Asterisk denotes entries on real places.
*English
In the novel, nature is not an entirely benign force. The reader sees conflicts arising between Maggie and Tom, owing to their different dispositions and exacerbated by the misogynist climate of the times. Nature can also be the source of destruction, as seen in the flood that kills Maggie and Tom. In introducing the Floss River into the landscape, Eliot made one alteration to her geographical model. She needed a tidal river to make the flood possible. The configuration of the river and the flood basin suggests the Trent River in Lincolnshire.
Tulliver home. The precise setting is drawn from Eliot’s childhood memories of growing up in Griff House, on the Arbury estate, where her father managed the property for the landowner. Griff House has survived the years and was converted into an inn. Even the Round Pond has an exact prototype in Griff House Pond. The pond, perfectly round and of unknown depth, suggests the mystery and magic of natural places. The Tullivers’ house is spacious and comfortable, and Maggie’s life there would be perfect were it not for her intelligent and passionate nature, which makes it difficult for her to conform to the confining gender role prescribed for female children in the Victorian age.
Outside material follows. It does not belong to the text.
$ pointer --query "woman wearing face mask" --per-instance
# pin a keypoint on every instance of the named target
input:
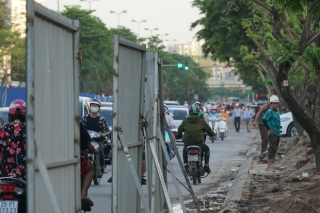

When her mother reprimands her for losing her sunbonnet, allowing her hair to become disheveled, or running and jumping too boisterously, she retreats to the large attic to nurse her doll and shed tears of frustration. Her self-seclusion in the attic suggests her distance from conventional Victorian society.
A stultifying society puts a curb on her natural desires and abilities. Only her father can be depended on to take her side, frequently taking her on his lap to comfort her. He is the owner of Dorlcote Mill, and a significant person in the web of relationships that surrounds Maggie. The mill, based on Arbury Mill, with its piles of grain and floury spiders is a wonderland for the imaginative child. As Maggie matures, her life becomes more difficult. Her father goes through bankruptcy and is in conflict with the lawyer whom he feels deprived him of the mill. Maggie gains some consolation from meeting her lover, Philip (ironically the lawyer’s son), and they take long walks in the Red Deeps. A lovely spot, again based on a real model, its trees and natural beauties provide consolation, offering a romantic conception of nature. Griff House is close to the town of Nuneaton.
*St. Oggs. Town noteworthy for its provincial mind-set and puritanical attitudes. St. Oggs is a representative river town, larger than Nuneaton. The values that define St. Oggs–wealth, social standing, rigid conformity to social rules–put Maggie at odds with her surroundings when, as a young woman, she spends some time there. She cannot be forgiven for an inadvertent social indiscretion. She must struggle against an immovable wall of hostility, and Eliot ends the novel with her drowning in the course of her attempted rescue of Tom from the flood.